This bill is intended to commit bond funds which may
be authorized in the future to reimburse community
college district facility projects currently being
constructed. In essence, this bill commits bond
funds to specific projects before any bonds have been
authorized, and provides that any new bonds issued
will fund projects already completed. There is
currently no active legislation to place a higher
education facilities bond before voters and it is
unclear when, and if, that will occur. This bill
establishes the authority for reimbursement for CCC
projects until 2018.
2) Past practice -- Who's next ? In the past, the
Legislature has granted the CCC only limited
authority to expend money in the absence of bond
authority. In August 1998-99 the Legislature
appropriated funds for CCC projects which were
ultimately authorized by voters in the November 1998
bond election. In September 2002, the Legislature
appropriated funds for projects in anticipation of
the passage of Proposition 47 in November 2002.

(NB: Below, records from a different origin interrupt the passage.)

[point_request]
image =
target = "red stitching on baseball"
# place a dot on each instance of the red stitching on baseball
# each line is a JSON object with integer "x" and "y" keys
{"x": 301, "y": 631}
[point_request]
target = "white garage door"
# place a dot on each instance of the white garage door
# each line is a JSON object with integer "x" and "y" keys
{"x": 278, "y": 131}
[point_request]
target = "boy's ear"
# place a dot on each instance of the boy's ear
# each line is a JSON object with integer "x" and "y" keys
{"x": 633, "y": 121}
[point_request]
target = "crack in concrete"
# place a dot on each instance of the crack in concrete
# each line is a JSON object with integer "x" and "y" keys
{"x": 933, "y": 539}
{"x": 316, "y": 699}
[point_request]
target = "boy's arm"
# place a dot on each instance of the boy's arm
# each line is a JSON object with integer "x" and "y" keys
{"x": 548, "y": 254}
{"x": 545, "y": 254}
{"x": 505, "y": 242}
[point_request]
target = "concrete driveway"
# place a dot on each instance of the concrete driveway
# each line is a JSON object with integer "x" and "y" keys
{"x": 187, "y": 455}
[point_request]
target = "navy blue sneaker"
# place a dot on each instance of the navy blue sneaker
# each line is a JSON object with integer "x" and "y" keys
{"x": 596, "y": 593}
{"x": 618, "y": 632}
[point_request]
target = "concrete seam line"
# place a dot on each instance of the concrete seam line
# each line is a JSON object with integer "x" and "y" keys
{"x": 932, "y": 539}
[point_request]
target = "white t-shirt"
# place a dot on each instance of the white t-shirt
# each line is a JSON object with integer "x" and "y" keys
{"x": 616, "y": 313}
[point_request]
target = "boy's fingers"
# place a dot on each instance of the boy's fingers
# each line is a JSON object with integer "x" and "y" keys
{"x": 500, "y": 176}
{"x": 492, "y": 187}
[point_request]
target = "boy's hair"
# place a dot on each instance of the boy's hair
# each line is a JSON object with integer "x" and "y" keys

Finally, the 2006-07 Budget Act provided for the
appropriation of funds for CCC projects in
anticipation of the passage of Proposition 1D in
November 2006. This bill extends this authority for
up to five years, with no assurance that a bond
proposal will be placed before voters in an upcoming
election or that it will include funding for
community college construction projects.
If this bill were enacted, would/should the UC and
CSU also be "promised" reimbursement for their
facility projects? What other state infrastructure
projects will request that they be able to "lock-in"
as yet unauthorized bond funds? How would this affect
K-12 school district deliberations? What kind of
fiscal pressure would be brought to bear on the
state?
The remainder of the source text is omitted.